Physical and emotional changes that are a part of premenstrual syndrome occur in nearly 80 percent of women who menstruate. These changes occur due to the hormonal fluctuations within the menstrual cycle, but are generally caused by declining levels of progesterone before the period. Women Living Naturally focuses on diet and dietary supplements and exercise as nondrug ways to alleviate PMS symptoms. The website suggests that women who exercise experience fewer bouts with anger, depression and other PMS symptoms, including stress. It encourages women with PMS to exercise 20 to 45 minutes daily or at least three times a week.
Some women cease having monthly periods when they exercise excessively. Certain types of exercise, such as long-distance running and ballet dancing, are associated with low body weight. The combination of low body weight and excessive exercise cause the body to believe it is in a starvation state. When nutrition does not counteract the calories burned by exercise, the body begins to shut down systems not required for survival, including the reproductive system. Women with exercise-induced amenorrhea are deficient in estrogen, which can cause infertility, vaginal and breast atrophy and osteoporosis. When prolonged, it may increase the risk of heart attack later in life. This state can be reversed by increasing caloric intake or taking estrogen in the form of pills or a patch.
Lower Breast Cancer Risk
BreastCancer.org cites studies showing a link between moderate-to-vigorous exercise and lowered risk of breast cancer.
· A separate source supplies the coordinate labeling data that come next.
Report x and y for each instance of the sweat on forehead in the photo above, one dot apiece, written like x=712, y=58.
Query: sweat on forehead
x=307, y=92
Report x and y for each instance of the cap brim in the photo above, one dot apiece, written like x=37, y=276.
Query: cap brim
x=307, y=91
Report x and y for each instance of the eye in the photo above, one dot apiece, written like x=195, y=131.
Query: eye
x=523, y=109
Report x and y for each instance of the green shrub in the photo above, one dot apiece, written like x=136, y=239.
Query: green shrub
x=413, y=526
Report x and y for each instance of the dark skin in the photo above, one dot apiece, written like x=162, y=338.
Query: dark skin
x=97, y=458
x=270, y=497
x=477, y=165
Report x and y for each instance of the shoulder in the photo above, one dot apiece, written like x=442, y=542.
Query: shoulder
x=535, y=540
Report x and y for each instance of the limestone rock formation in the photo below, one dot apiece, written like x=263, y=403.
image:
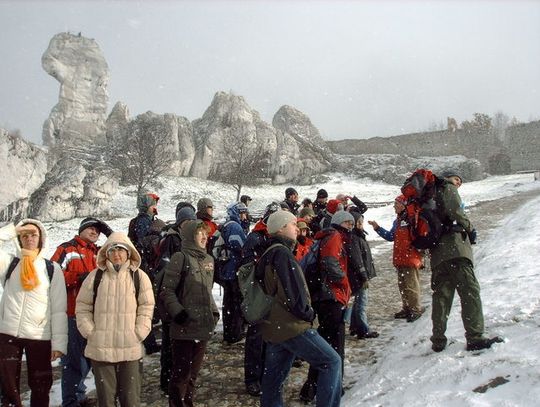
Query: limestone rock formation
x=23, y=170
x=79, y=117
x=292, y=152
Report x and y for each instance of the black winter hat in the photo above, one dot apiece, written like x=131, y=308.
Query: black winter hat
x=290, y=191
x=321, y=193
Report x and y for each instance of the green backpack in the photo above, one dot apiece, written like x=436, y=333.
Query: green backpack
x=256, y=303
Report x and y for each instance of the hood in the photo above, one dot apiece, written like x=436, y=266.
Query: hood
x=233, y=211
x=41, y=230
x=118, y=237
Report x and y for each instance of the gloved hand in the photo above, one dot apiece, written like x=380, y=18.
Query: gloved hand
x=181, y=317
x=81, y=277
x=472, y=236
x=105, y=229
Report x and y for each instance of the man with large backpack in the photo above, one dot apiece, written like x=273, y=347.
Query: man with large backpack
x=453, y=270
x=330, y=299
x=234, y=238
x=33, y=318
x=288, y=330
x=77, y=258
x=256, y=244
x=406, y=259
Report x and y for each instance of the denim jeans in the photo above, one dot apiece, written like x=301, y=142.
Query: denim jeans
x=75, y=367
x=253, y=355
x=311, y=347
x=359, y=323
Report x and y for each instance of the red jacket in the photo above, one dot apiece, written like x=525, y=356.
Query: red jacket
x=334, y=261
x=75, y=257
x=303, y=249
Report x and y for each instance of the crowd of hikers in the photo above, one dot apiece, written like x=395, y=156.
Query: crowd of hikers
x=308, y=266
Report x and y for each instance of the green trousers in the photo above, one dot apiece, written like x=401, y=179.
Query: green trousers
x=447, y=278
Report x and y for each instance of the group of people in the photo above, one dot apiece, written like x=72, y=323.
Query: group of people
x=94, y=307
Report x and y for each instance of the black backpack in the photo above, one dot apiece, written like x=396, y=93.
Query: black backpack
x=134, y=275
x=48, y=264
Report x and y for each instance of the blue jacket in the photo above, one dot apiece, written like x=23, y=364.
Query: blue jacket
x=234, y=237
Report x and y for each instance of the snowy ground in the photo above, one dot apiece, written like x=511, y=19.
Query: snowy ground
x=409, y=373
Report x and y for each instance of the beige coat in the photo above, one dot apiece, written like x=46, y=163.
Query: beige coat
x=116, y=327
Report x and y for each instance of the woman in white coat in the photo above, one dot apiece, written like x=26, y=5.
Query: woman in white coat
x=33, y=315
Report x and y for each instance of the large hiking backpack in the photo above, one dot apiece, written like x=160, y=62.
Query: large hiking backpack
x=310, y=266
x=426, y=226
x=256, y=303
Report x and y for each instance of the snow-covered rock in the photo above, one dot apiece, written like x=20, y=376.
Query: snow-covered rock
x=23, y=170
x=79, y=117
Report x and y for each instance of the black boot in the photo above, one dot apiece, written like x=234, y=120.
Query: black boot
x=484, y=343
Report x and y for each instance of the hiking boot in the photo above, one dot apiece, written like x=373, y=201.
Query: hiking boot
x=253, y=389
x=370, y=334
x=413, y=316
x=401, y=314
x=484, y=343
x=308, y=392
x=438, y=347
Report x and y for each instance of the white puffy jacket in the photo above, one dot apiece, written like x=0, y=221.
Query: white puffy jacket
x=41, y=312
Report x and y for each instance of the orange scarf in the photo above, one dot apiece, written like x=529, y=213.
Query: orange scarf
x=29, y=278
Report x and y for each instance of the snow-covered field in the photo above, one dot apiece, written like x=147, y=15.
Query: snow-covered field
x=409, y=373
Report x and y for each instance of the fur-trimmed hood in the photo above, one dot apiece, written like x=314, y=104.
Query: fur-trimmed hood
x=118, y=237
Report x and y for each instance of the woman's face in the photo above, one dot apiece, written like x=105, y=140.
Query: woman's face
x=201, y=237
x=117, y=256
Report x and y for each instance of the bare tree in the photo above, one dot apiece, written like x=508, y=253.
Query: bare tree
x=247, y=164
x=145, y=153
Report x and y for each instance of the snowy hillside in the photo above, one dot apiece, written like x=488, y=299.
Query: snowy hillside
x=410, y=374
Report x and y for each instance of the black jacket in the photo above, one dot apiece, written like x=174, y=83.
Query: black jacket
x=361, y=267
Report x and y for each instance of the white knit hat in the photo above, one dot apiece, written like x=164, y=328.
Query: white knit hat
x=279, y=219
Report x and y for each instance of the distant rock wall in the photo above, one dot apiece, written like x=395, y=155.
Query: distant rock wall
x=480, y=146
x=523, y=144
x=23, y=171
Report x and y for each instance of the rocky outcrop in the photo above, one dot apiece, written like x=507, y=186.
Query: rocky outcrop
x=23, y=170
x=292, y=152
x=79, y=117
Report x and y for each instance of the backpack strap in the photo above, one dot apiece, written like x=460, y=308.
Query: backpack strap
x=11, y=267
x=48, y=264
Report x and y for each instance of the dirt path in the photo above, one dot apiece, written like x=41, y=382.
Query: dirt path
x=221, y=379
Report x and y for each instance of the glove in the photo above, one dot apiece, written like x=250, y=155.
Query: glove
x=181, y=317
x=81, y=277
x=472, y=236
x=105, y=229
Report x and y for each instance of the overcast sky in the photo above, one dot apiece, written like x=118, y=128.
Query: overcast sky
x=358, y=69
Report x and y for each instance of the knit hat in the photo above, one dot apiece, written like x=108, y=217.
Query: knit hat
x=301, y=223
x=451, y=172
x=204, y=203
x=278, y=220
x=321, y=193
x=118, y=246
x=341, y=216
x=334, y=205
x=401, y=199
x=185, y=213
x=307, y=212
x=88, y=222
x=290, y=191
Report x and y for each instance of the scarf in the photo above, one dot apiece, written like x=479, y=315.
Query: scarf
x=29, y=278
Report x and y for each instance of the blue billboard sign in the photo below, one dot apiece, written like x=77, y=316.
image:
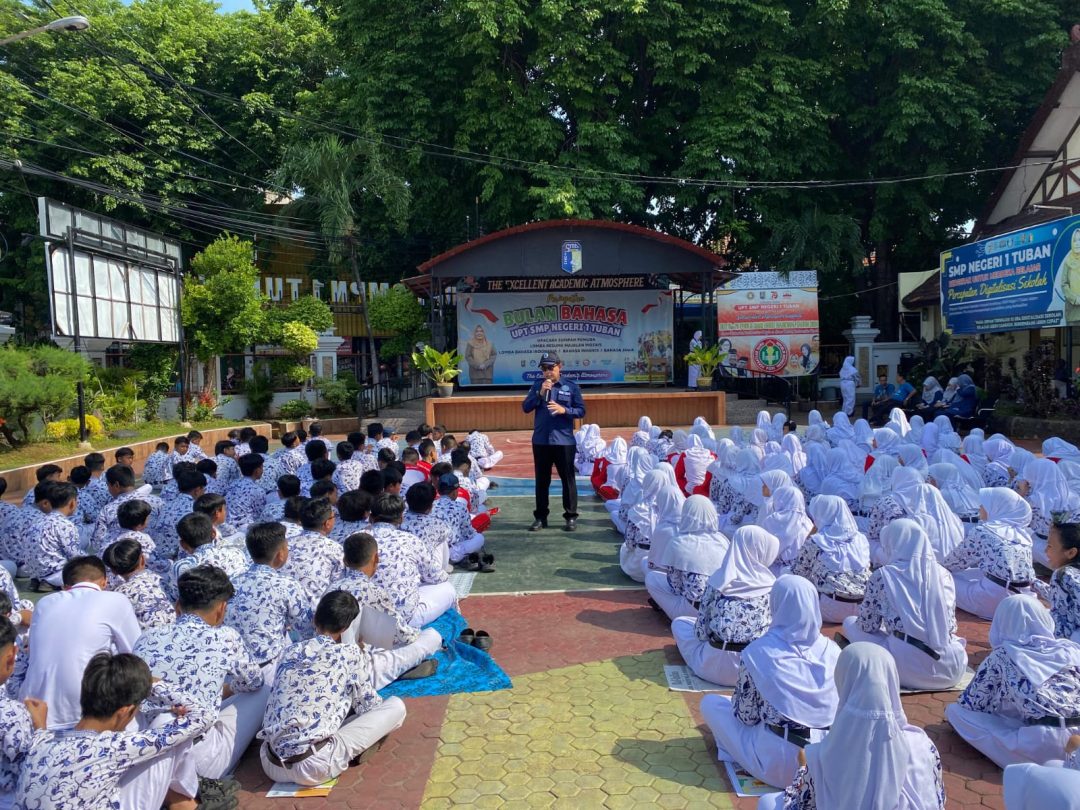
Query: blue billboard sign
x=1025, y=280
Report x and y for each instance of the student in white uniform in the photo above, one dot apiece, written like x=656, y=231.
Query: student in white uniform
x=690, y=558
x=873, y=757
x=909, y=609
x=1024, y=702
x=80, y=621
x=785, y=697
x=734, y=609
x=995, y=559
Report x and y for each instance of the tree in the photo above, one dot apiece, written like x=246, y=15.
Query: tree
x=332, y=175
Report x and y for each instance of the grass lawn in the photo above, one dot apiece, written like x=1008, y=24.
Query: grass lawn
x=40, y=451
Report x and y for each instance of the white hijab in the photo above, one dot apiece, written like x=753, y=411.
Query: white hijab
x=1024, y=629
x=958, y=495
x=699, y=547
x=744, y=572
x=787, y=522
x=844, y=548
x=793, y=664
x=914, y=582
x=863, y=761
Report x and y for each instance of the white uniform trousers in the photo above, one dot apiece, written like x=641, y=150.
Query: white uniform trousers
x=670, y=602
x=358, y=733
x=705, y=661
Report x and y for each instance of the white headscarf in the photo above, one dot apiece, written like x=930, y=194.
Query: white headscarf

Researchers indicate regular intense exercise reduces breast cancer risk by lowering estrogen levels. One such randomized trial was reported in the "Journal of Clinical Oncology" in February 2010. Researchers followed 320 sedentary postmenopausal women, ages 50 to 74, for one year. Half did 225 minutes per week of aerobic exercise, while the other half maintained their usual activity level. At the end of one year, both estradiol and free-estradiol levels were lower in the exercise group. The researchers say the reductions helped lessen the risk of postmenopausal breast cancer.